Section titled “⚙️ Step 1: Enhanced Backend with Sliding Window”

Let’s enhance your working memory backend to implement sliding window. We’ll build on your existing code.

Your current memory backend accepts all conversation history. We’ll enhance it to:

  1. Accept window size parameter from frontend
  2. Slice conversation history to only recent messages
  3. Add smart context about memory limitations
  4. Provide feedback about what’s being remembered

Updated Backend Code with Highlighted Changes

Section titled “Updated Backend Code with Highlighted Changes”
// Enhanced streaming endpoint with sliding window memory
app.post("/api/chat/stream", async (req, res) => {
try {
// 🆕 SLIDING WINDOW ADDITION: Accept windowSize parameter
const { message, conversationHistory = [], windowSize = 10 } = req.body;
if (!message) {
return res.status(400).json({ error: "Message is required" });
}
// Set headers for streaming (unchanged)
res.writeHead(200, {
'Content-Type': 'text/plain',
'Cache-Control': 'no-cache',
'Connection': 'keep-alive',
});
// 🆕 SLIDING WINDOW ADDITION: Apply sliding window to conversation history
const recentHistory = conversationHistory.slice(-windowSize);
// 🆕 SLIDING WINDOW ADDITION: Calculate memory stats for logging
const totalMessages = conversationHistory.length;
const rememberedMessages = recentHistory.length;
const forgottenMessages = Math.max(0, totalMessages - windowSize);
// Build context-aware message for the AI (enhanced)
let contextualMessage = message;
if (recentHistory.length > 0) {
const context = recentHistory
.map(msg => `${msg.role === 'user' ? 'User' : 'Assistant'}: ${msg.content}`)
.join('\n');
// 🔄 ENHANCED: Add context about memory limitations
let memoryNote = "";
if (forgottenMessages > 0) {
memoryNote = `\n\nNote: This conversation started ${totalMessages} messages ago, but I only remember the last ${rememberedMessages} messages. If you reference something from earlier, I may need clarification.`;
}
contextualMessage = `Recent conversation:${context}${memoryNote}\n\nCurrent question: ${message}`;
}
// 🆕 SLIDING WINDOW ADDITION: Log memory usage for debugging
console.log(`Sliding Window: Using ${rememberedMessages}/${totalMessages} messages (forgot ${forgottenMessages})`);
// Create streaming response using Response API (unchanged)
const stream = await openai.responses.create({
model: "gpt-4o-mini",
input: contextualMessage,
stream: true,
});
// Stream each chunk to the frontend - Handle Response API events (unchanged)
for await (const event of stream) {
switch (event.type) {
case "response.output_text.delta":
if (event.delta) {
let textChunk = typeof event.delta === "string"
? event.delta
: event.delta.text || "";
if (textChunk) {
res.write(textChunk);
res.flush?.();
}
}
break;
case "text_delta":
if (event.text) {
res.write(event.text);
res.flush?.();
}
break;
case "response.created":
case "response.completed":
case "response.output_item.added":
case "response.content_part.added":
case "response.content_part.done":
case "response.output_item.done":
case "response.output_text.done":
break;
case "error":
console.error("Stream error:", event.error);
res.write("\n[Error during generation]");
break;
}
}
// Close the stream (unchanged)
res.end();
} catch (error) {
console.error("OpenAI Streaming Error:", error);
if (res.headersSent) {
res.write("\n[Error occurred]");
res.end();
} else {
res.status(500).json({
error: "Failed to stream AI response",
success: false,
});
}
}
});

🆕 Line 4: windowSize = 10

  • What it does: Accepts window size parameter (defaults to 10 messages)
  • Why: Allows frontend to control how much memory to use

🆕 Line 15: const recentHistory = conversationHistory.slice(-windowSize)

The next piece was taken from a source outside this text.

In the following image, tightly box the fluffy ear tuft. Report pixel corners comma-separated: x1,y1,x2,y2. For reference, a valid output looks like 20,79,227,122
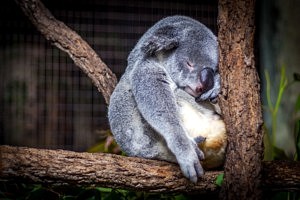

  • What it does: Keeps only the last N messages from conversation history
  • Why: This is the core of sliding window - limits memory to recent context

🆕 Lines 17-20: Memory statistics calculation

  • What it does: Tracks how many messages are remembered vs forgotten
  • Why: Useful for logging and debugging memory behavior

🔄 Lines 27-33: Enhanced context building

  • What changed: Adds memory limitation note when messages are forgotten
  • Why: Helps AI understand it might be missing context

🆕 Line 38: Memory usage logging

  • What it does: Logs memory statistics to console
  • Why: Helps developers understand sliding window behavior

🔄 Step 2: Enhanced Frontend with Window Controls

Section titled “🔄 Step 2: Enhanced Frontend with Window Controls”

Now let’s enhance your working memory frontend to add sliding window controls.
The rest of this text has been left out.